My hosts were so concerned about my welfare. We went to visit a local dam and it was a rich therapeutic experience that I will forever cherish. On Sunday the last day we did the peace web where each and every student threw a blessing to one person using a string whilst in a circle. We then proceeded to a local church were some of the participants were given an opportunity to teach others. It was the “BIG Papa” and two other participants who demonstrated the “Mingle Mingle” tool to the applause of the crowd. Africa is home to music and dance. Throughout the training there was lots of music and dancing. A young lady nicknamed Dolly Parton was indeed a star. A song was dedicated to me in my language. It was so touching and soothing. Surely we are one people through Christ!

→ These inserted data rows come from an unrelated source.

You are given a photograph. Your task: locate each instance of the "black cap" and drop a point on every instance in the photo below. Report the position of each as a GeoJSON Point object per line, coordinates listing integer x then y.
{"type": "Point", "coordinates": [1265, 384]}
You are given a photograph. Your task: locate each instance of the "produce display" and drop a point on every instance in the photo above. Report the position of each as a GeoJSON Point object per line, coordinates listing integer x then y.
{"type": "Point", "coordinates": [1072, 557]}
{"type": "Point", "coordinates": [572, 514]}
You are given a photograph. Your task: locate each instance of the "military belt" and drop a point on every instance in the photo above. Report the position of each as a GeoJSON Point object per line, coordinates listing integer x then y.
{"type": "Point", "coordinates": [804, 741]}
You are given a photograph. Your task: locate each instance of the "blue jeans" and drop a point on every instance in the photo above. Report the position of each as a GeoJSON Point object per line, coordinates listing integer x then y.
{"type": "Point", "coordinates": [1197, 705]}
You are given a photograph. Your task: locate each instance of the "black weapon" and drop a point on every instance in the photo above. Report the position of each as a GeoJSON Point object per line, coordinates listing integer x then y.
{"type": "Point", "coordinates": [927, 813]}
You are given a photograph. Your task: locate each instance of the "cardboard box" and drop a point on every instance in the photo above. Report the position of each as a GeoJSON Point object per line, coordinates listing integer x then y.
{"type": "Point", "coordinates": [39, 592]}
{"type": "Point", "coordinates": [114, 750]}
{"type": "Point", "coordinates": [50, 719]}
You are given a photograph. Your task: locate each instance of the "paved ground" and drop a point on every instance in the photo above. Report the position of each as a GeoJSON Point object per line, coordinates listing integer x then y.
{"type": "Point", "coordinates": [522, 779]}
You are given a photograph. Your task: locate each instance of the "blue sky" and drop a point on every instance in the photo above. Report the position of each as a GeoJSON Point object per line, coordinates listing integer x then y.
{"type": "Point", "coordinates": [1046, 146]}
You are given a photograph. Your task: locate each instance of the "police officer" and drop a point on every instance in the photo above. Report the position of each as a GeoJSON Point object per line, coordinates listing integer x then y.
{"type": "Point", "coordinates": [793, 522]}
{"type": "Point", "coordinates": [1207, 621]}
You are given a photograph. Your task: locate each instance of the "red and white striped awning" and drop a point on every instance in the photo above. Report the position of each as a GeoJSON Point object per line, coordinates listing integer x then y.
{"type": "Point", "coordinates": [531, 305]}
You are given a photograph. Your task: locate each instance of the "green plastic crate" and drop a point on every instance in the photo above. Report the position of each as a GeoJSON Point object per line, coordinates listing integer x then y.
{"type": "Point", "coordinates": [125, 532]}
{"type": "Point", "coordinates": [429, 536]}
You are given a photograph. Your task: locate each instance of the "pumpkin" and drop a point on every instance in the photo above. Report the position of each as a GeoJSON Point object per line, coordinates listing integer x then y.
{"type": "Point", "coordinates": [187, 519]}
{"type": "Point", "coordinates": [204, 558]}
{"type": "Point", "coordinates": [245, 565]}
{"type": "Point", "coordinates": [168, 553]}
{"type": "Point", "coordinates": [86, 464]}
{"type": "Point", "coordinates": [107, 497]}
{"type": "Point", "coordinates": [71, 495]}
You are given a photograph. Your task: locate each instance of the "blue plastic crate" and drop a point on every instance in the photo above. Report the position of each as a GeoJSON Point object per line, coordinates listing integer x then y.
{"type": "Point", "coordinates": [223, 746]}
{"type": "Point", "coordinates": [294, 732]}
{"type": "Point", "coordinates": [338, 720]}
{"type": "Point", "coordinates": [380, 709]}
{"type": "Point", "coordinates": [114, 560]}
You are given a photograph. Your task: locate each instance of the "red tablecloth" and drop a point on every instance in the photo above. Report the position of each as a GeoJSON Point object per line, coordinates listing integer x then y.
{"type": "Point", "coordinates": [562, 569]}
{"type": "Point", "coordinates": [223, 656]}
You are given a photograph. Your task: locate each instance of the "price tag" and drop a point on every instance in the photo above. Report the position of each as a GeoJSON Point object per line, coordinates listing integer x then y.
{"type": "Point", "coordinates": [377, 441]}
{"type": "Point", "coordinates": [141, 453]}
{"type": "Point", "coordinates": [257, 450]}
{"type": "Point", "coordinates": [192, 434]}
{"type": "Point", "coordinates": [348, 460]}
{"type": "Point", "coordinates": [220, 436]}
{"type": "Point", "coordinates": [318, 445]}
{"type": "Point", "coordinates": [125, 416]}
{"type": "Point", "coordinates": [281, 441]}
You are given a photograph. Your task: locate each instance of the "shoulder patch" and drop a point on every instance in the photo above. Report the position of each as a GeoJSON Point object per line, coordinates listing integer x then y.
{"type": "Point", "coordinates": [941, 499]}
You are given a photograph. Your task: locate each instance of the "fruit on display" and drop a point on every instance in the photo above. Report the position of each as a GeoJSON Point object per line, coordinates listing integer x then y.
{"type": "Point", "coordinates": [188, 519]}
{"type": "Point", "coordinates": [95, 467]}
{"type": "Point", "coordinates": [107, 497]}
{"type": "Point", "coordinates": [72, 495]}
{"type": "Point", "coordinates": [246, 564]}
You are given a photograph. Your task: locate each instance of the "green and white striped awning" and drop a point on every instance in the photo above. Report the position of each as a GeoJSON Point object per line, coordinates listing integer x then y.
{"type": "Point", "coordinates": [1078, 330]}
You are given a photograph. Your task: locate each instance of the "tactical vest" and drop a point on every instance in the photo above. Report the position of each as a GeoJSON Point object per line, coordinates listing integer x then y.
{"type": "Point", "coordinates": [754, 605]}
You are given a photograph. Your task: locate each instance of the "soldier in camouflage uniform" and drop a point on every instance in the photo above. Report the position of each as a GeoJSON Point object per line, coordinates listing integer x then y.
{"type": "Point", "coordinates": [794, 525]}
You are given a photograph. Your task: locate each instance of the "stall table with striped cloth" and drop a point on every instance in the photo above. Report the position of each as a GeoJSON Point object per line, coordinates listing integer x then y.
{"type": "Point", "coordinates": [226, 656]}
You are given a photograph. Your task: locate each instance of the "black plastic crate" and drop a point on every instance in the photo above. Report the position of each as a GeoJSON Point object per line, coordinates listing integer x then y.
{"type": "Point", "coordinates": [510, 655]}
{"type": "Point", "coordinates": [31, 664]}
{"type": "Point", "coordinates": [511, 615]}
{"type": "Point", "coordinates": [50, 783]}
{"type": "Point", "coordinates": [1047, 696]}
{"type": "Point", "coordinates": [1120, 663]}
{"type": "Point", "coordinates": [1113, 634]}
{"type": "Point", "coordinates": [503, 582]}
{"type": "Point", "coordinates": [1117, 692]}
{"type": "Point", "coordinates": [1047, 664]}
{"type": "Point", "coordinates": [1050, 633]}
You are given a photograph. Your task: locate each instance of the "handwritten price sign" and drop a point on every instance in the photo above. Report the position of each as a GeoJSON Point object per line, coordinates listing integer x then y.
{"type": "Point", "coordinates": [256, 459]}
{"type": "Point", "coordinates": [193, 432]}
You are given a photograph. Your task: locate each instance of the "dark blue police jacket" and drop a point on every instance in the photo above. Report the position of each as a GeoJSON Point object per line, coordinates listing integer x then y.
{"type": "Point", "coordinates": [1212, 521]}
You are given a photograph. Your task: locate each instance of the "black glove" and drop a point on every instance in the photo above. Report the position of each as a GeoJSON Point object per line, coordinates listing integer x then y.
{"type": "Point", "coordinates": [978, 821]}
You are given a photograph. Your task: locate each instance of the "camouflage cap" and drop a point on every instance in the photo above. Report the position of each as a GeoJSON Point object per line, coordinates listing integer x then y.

One thing I will never forget was the local bun we ate everyday at breakfast. It was so huge that when eating it no one will see your face. Hence it was called “John Cena- You can’t see me” It was just humorous. My flight was at midnight and we departed at around 3pm for me to check in at 10pm. We had serious confusion with time. They use the 24hour clock, we use the 12 hour clock so it was not easy to discuss time. Going to the airport seemed longer than when I came. We drove throughout the night. Again, we saw many accidents and at one point we were hit head on by a car which had burst it’s tyre. Had it not been for James’ vigilance we would have perished. Thank you James for sparing our lives! Something happened that I will never forget. The trip was terribly long and it was raining and James was now tired at the same time dozing on the wheel. He pulled off the road, bought some water and washed his face. This was commendable but it did little. Ten kilometres from the airport the driver dozed again and went to the other lane with the car at 140km/hr. Another car was coming from the other direction in the opposite lane. It was a head on collision. We died. No, we didn’t die. I was sitting in front and I just miraculously pulled the steering wheel to my side thereby missing that car by a whisker. It still a marvel that the car didn’t overturn.
When the plane landed at Harare International Airport Zimbabwe early Monday morning I breathed a huge sigh of relief. Upon seeing my wife Christina at home tears drooped from my cheek as I told her that I had gone for a real adventure. She did not understand it, I just slept and recalled the whole story in the morning thanking the Lord for divine protection.